The other day, I was digging through the archives and came across this great story, about raising awareness: what we take notice of and what we may be missing.
On a cold January morning in 2007, world-famous violinist Joshua Bell took part in a social experiment about perception, taste and priorities of people, initiated by The Washington Post columnist, Gene Weingarten.

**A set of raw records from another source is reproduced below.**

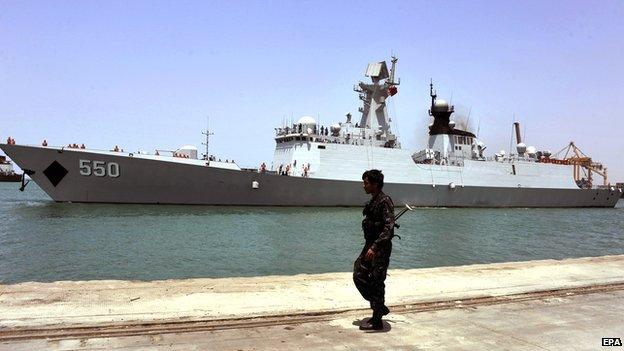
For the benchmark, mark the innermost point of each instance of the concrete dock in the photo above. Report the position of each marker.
(544, 305)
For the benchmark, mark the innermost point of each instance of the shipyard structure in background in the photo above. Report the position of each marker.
(318, 166)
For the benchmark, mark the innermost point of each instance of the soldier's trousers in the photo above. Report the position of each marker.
(369, 276)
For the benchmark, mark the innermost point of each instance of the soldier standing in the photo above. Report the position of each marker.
(369, 270)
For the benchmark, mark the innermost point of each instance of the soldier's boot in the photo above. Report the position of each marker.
(374, 323)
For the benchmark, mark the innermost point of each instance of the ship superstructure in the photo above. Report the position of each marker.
(316, 165)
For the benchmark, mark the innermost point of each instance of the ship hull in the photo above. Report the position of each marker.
(148, 181)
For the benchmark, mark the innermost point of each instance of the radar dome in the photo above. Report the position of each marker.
(521, 147)
(335, 128)
(440, 105)
(306, 120)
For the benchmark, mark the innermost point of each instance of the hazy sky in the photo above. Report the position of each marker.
(146, 74)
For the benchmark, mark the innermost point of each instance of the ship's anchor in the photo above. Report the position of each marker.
(24, 181)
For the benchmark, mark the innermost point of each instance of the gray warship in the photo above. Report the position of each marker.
(315, 165)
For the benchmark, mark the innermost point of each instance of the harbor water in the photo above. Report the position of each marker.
(41, 240)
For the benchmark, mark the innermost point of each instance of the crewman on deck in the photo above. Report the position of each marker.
(369, 269)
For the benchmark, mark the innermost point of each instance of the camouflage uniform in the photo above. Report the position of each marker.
(378, 227)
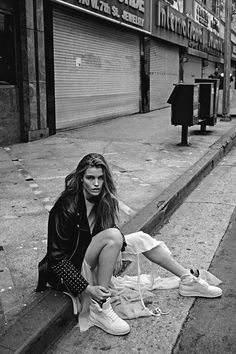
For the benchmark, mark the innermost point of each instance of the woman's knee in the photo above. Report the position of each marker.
(113, 236)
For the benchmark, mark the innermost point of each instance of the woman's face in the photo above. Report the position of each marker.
(92, 182)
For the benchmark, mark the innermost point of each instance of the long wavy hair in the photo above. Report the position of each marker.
(107, 208)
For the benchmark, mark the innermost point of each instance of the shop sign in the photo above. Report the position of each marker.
(215, 44)
(176, 4)
(131, 12)
(206, 19)
(172, 20)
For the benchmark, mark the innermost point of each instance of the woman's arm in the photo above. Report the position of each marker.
(62, 228)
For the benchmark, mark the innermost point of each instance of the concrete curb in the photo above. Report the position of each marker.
(47, 318)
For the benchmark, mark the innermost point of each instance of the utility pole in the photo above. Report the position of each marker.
(227, 61)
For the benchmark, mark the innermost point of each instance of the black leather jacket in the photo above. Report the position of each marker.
(68, 239)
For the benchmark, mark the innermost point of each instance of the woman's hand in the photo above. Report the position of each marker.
(97, 292)
(118, 266)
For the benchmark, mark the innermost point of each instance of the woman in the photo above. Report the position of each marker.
(83, 236)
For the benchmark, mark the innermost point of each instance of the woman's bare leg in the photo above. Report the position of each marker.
(103, 252)
(161, 256)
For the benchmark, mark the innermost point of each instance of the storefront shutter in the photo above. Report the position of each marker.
(164, 72)
(97, 69)
(192, 69)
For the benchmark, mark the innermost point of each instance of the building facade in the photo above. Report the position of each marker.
(69, 63)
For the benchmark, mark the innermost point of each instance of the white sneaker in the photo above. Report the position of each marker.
(192, 286)
(105, 318)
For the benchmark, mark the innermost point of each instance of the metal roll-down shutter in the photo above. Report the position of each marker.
(97, 69)
(164, 72)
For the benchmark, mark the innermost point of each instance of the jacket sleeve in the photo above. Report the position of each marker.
(61, 227)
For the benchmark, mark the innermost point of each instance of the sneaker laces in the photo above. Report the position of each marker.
(111, 314)
(202, 282)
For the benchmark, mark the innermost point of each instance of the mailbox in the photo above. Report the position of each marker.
(184, 101)
(212, 118)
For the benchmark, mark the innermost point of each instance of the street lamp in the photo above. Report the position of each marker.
(227, 62)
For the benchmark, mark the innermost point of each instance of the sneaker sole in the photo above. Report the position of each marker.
(97, 324)
(195, 294)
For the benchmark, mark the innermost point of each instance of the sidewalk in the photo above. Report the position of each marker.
(153, 176)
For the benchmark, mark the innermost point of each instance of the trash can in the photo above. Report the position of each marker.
(184, 101)
(216, 82)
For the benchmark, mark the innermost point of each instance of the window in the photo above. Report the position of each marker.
(7, 51)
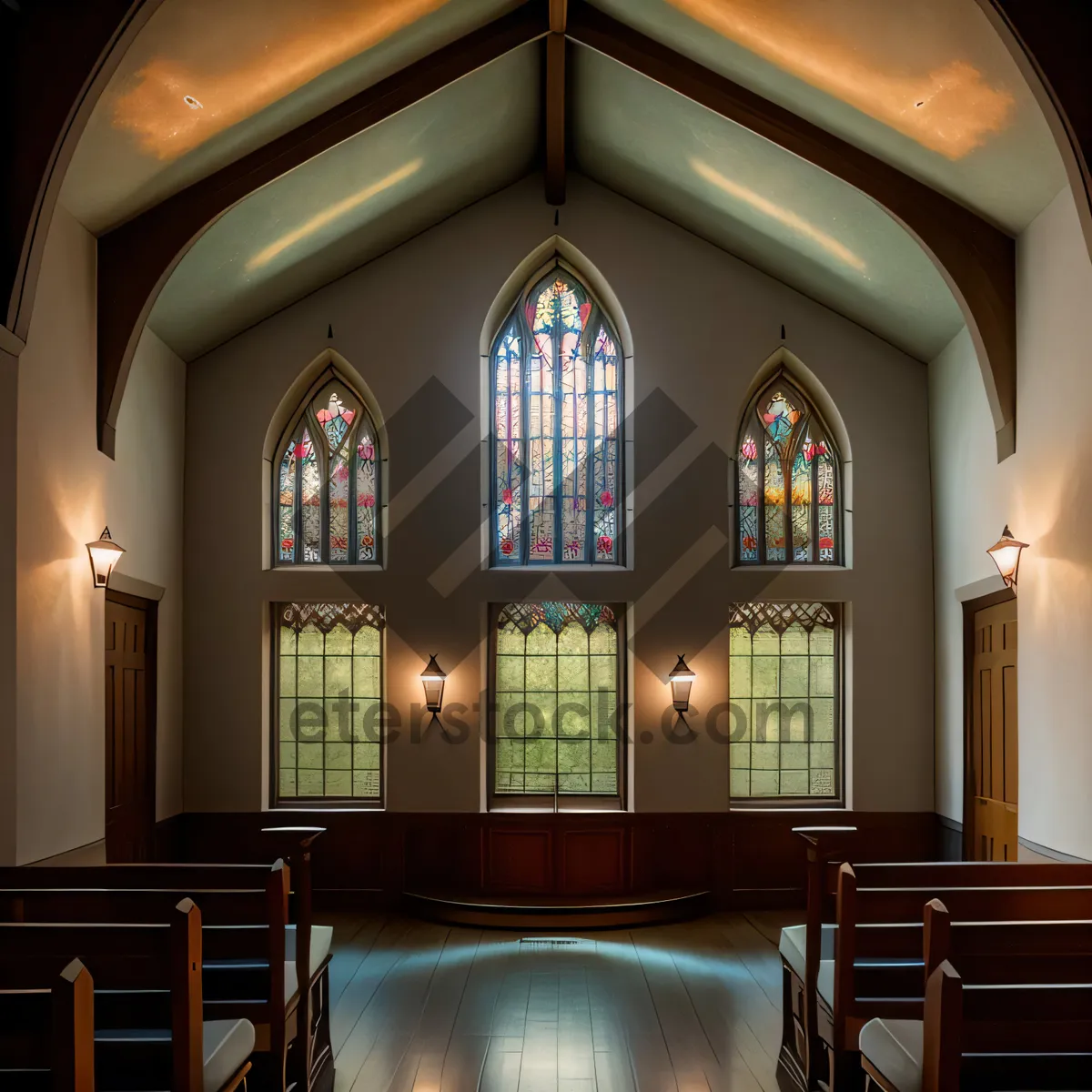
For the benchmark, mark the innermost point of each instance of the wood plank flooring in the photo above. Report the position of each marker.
(420, 1007)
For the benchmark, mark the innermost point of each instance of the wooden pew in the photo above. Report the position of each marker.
(993, 1037)
(983, 954)
(147, 1013)
(47, 1036)
(804, 1057)
(878, 967)
(244, 940)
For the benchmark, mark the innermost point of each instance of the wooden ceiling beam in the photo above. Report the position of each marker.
(976, 259)
(136, 259)
(555, 106)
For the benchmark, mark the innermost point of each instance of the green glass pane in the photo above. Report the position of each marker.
(309, 756)
(541, 642)
(765, 676)
(794, 756)
(511, 672)
(823, 675)
(603, 640)
(339, 784)
(366, 642)
(740, 677)
(572, 672)
(366, 784)
(541, 672)
(511, 642)
(604, 672)
(574, 715)
(339, 756)
(794, 676)
(572, 640)
(823, 719)
(309, 676)
(339, 675)
(823, 642)
(288, 675)
(794, 784)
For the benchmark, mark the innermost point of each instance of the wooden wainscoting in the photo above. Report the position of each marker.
(745, 858)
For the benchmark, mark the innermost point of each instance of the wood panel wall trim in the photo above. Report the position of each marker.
(976, 259)
(136, 259)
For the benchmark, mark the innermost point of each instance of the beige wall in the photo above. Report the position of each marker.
(703, 323)
(66, 492)
(1042, 492)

Just two days after he played to a sold-out theatre in Boston, Bell pulled on a pair of old jeans, a long-sleeved T-shirt and a baseball cap, then stood in a Washington DC subway station plaza. He placed his violin case on the ground, threw a few dollars of change in and played anonymously for around 45 minutes, one of the most intricate pieces ever written with a violin worth around 3.5 million dollars.
Over a thousand people passed by, yet only seven stopped to listen. During his performance, videotaped by a hidden camera and since shared with over five million people worldwide, Bell collected around fifty dollars from 27 passersby – twenty of which was given by the one and only person who recognised him!
Who paid the most attention? A 3-year-old boy.
The mother was rushing him along, but the child simply stopped to look and listen for a while. Finally, his mother pulled him away and the child continued to walk, turning his head all the time.
No one even noticed when Bell finished playing. The only sounds were the from the people rushing here and there. No one applauded.
This is a real story.
If we don’t have time to stop and listen to one of the best musicians in the world, playing the best music ever written, what else are we missing out on?
Raising awareness, our own and other people’s, is a start to revealing untold richness in our lives.